# Data ingestion

***This notebook works best with the `conda_python3` on the `ml.t3.xlarge` instance***.

---

In this notebook we download the images corresponding to the slide deck that we uploaded into Amazon S3 in the [1_data_prep.ipynb](./1_data_prep) notebook, convert them into embeddings and then ingest these embeddings into a vector database i.e. [Amazon OpenSearch Service Serverless](https://aws.amazon.com/opensearch-service/features/serverless/).

1. We use the [Amazon Titan Multiodal Embeddings](https://aws.amazon.com/about-aws/whats-new/2023/11/amazon-titan-multimodal-embeddings-model-bedrock/) model to convert the images into embeddings.

1. The embeddings are then ingested into OpenSearch Service Serverless using the [Amazon OpenSearch Ingestion](https://docs.aws.amazon.com/opensearch-service/latest/developerguide/ingestion.html) pipeline. The embeddings are uploaded into an S3 bucket and that triggers the OpenSearch Ingestion pipeline which ingests the data into an OpenSearch Serverless index.

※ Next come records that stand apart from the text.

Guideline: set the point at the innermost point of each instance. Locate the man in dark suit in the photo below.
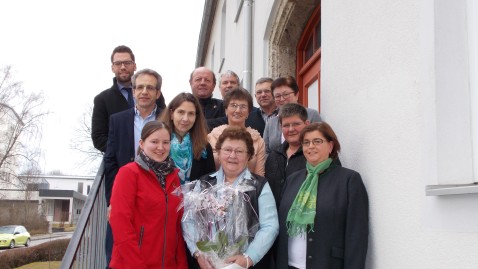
(230, 80)
(115, 99)
(125, 131)
(203, 82)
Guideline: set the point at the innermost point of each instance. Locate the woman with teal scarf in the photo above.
(323, 213)
(190, 149)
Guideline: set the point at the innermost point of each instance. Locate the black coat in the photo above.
(254, 120)
(278, 168)
(340, 236)
(105, 104)
(202, 166)
(120, 149)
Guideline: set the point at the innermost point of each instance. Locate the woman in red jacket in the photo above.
(144, 217)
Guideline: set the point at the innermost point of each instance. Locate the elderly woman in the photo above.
(190, 150)
(234, 148)
(323, 214)
(144, 217)
(238, 104)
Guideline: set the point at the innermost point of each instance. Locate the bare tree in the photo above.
(20, 125)
(82, 142)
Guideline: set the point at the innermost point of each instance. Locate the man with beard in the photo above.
(125, 132)
(117, 98)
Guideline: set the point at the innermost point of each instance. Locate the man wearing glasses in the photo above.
(125, 132)
(284, 90)
(117, 98)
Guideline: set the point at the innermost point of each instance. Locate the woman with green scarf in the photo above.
(323, 214)
(190, 150)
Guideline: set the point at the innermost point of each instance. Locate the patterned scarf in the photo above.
(182, 155)
(300, 218)
(161, 169)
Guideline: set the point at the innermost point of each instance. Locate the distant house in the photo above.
(59, 198)
(398, 82)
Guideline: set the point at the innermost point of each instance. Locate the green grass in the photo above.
(42, 265)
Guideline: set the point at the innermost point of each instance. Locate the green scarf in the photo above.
(301, 215)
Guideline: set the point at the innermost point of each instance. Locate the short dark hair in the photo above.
(238, 94)
(263, 80)
(121, 49)
(198, 131)
(288, 81)
(292, 109)
(230, 73)
(152, 127)
(329, 134)
(213, 75)
(236, 133)
(148, 72)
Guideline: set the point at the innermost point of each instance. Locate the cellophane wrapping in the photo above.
(220, 219)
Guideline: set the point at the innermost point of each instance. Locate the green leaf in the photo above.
(206, 246)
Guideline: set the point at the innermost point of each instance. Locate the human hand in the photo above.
(204, 262)
(241, 260)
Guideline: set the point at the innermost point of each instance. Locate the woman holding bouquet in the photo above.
(144, 217)
(238, 105)
(323, 213)
(190, 150)
(235, 148)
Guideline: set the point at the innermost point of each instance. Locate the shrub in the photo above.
(49, 251)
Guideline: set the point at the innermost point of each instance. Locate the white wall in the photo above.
(69, 184)
(378, 92)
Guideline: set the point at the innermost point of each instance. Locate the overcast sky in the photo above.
(63, 48)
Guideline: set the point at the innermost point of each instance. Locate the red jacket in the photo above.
(145, 220)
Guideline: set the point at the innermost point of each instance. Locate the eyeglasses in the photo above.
(235, 106)
(260, 92)
(229, 151)
(293, 125)
(148, 88)
(284, 96)
(125, 63)
(316, 142)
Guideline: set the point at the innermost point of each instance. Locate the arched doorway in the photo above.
(308, 62)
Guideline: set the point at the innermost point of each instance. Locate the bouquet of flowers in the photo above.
(219, 219)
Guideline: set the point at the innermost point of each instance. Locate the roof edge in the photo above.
(205, 33)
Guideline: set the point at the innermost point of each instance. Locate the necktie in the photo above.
(130, 97)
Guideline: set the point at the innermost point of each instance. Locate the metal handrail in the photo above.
(87, 245)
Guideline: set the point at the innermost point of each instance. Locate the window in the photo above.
(456, 97)
(308, 62)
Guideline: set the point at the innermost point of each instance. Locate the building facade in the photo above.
(397, 82)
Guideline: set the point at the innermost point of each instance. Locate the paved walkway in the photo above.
(52, 235)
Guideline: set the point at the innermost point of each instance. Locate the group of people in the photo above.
(312, 212)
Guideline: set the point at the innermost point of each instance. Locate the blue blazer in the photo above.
(120, 147)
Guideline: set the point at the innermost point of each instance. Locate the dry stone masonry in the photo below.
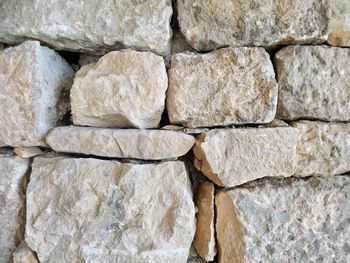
(174, 131)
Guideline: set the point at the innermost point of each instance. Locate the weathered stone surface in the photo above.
(123, 89)
(231, 157)
(123, 143)
(24, 254)
(204, 239)
(285, 220)
(209, 25)
(27, 152)
(314, 83)
(12, 201)
(227, 86)
(89, 26)
(88, 210)
(33, 82)
(323, 148)
(340, 23)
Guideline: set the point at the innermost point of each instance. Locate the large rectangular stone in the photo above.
(314, 83)
(208, 25)
(89, 210)
(230, 157)
(285, 220)
(89, 25)
(227, 86)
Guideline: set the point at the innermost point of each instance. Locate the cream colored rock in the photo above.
(340, 23)
(227, 86)
(323, 148)
(89, 26)
(24, 254)
(314, 83)
(212, 24)
(204, 239)
(89, 210)
(285, 220)
(12, 204)
(33, 84)
(27, 152)
(123, 89)
(121, 143)
(231, 157)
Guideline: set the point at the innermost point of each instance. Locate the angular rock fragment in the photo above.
(89, 26)
(33, 83)
(208, 25)
(231, 157)
(121, 143)
(227, 86)
(204, 240)
(285, 220)
(323, 148)
(314, 83)
(24, 254)
(27, 152)
(123, 89)
(12, 204)
(340, 23)
(89, 210)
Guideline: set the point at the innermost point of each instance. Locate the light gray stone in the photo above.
(121, 143)
(231, 157)
(314, 83)
(89, 26)
(12, 204)
(123, 89)
(34, 82)
(24, 254)
(227, 86)
(89, 210)
(323, 148)
(212, 24)
(285, 220)
(340, 23)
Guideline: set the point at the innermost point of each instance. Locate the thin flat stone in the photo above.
(121, 143)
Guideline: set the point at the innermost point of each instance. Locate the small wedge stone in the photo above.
(12, 204)
(285, 220)
(124, 89)
(230, 157)
(34, 88)
(227, 86)
(89, 210)
(209, 25)
(314, 83)
(204, 240)
(121, 143)
(323, 148)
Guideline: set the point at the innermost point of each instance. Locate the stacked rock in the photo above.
(227, 140)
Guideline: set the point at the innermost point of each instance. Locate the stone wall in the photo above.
(174, 131)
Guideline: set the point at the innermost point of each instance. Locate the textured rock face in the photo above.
(106, 211)
(33, 82)
(204, 240)
(123, 89)
(209, 25)
(340, 23)
(231, 157)
(314, 83)
(24, 254)
(12, 200)
(323, 148)
(89, 25)
(227, 86)
(124, 143)
(285, 220)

1. The OpenSearch Service Serverless Collection is created via the AWS CloudFormation stack for this blog post.


## Step 1. Setup

Install the required Python packages and import the relevant files.

In [None]:
import sys
!{sys.executable} -m pip install -r requirements.txt

In [1]:
import os
import time
import glob
import json
import time
import boto3
import codecs
import base64
import logging
import requests
import botocore
import sagemaker
import numpy as np
import globals as g
from typing import List
from pathlib import Path
from requests_auth_aws_sigv4 import AWSSigV4
from opensearchpy import OpenSearch, RequestsHttpConnection, AWSV4SignerAuth
from utils import upload_to_s3, get_cfn_outputs, get_bucket_name, download_image_files_from_s3, get_multimodal_embeddings

logging.basicConfig(format='[%(asctime)s] p%(process)s {%(filename)s:%(lineno)d} %(levelname)s - %(message)s', level=logging.INFO)
logger = logging.getLogger(__name__)

sagemaker.config INFO - Not applying SDK defaults from location: /etc/xdg/sagemaker/config.yaml
sagemaker.config INFO - Not applying SDK defaults from location: /home/ec2-user/.config/sagemaker/config.yaml


In [2]:
bucket_name: str = get_bucket_name(g.CFN_STACK_NAME)
s3 = boto3.client('s3')

In [3]:
sagemaker_session = sagemaker.Session()
sm_client = sagemaker_session.sagemaker_client
sm_runtime_client = sagemaker_session.sagemaker_runtime_client

sagemaker.config INFO - Not applying SDK defaults from location: /etc/xdg/sagemaker/config.yaml
sagemaker.config INFO - Not applying SDK defaults from location: /home/ec2-user/.config/sagemaker/config.yaml


In [4]:
bedrock = boto3.client(service_name="bedrock-runtime", region_name=g.AWS_REGION, endpoint_url=g.FMC_URL)

In [5]:
# TODO: read pipeline endpoint and index name from CFN outputs
outputs = get_cfn_outputs(g.CFN_STACK_NAME)
host = outputs['MultimodalCollectionEndpoint'].split('//')[1]
# index_name = outputs['OpenSearchIndexName']
# logger.info(f"opensearchhost={host}, index={index_name}")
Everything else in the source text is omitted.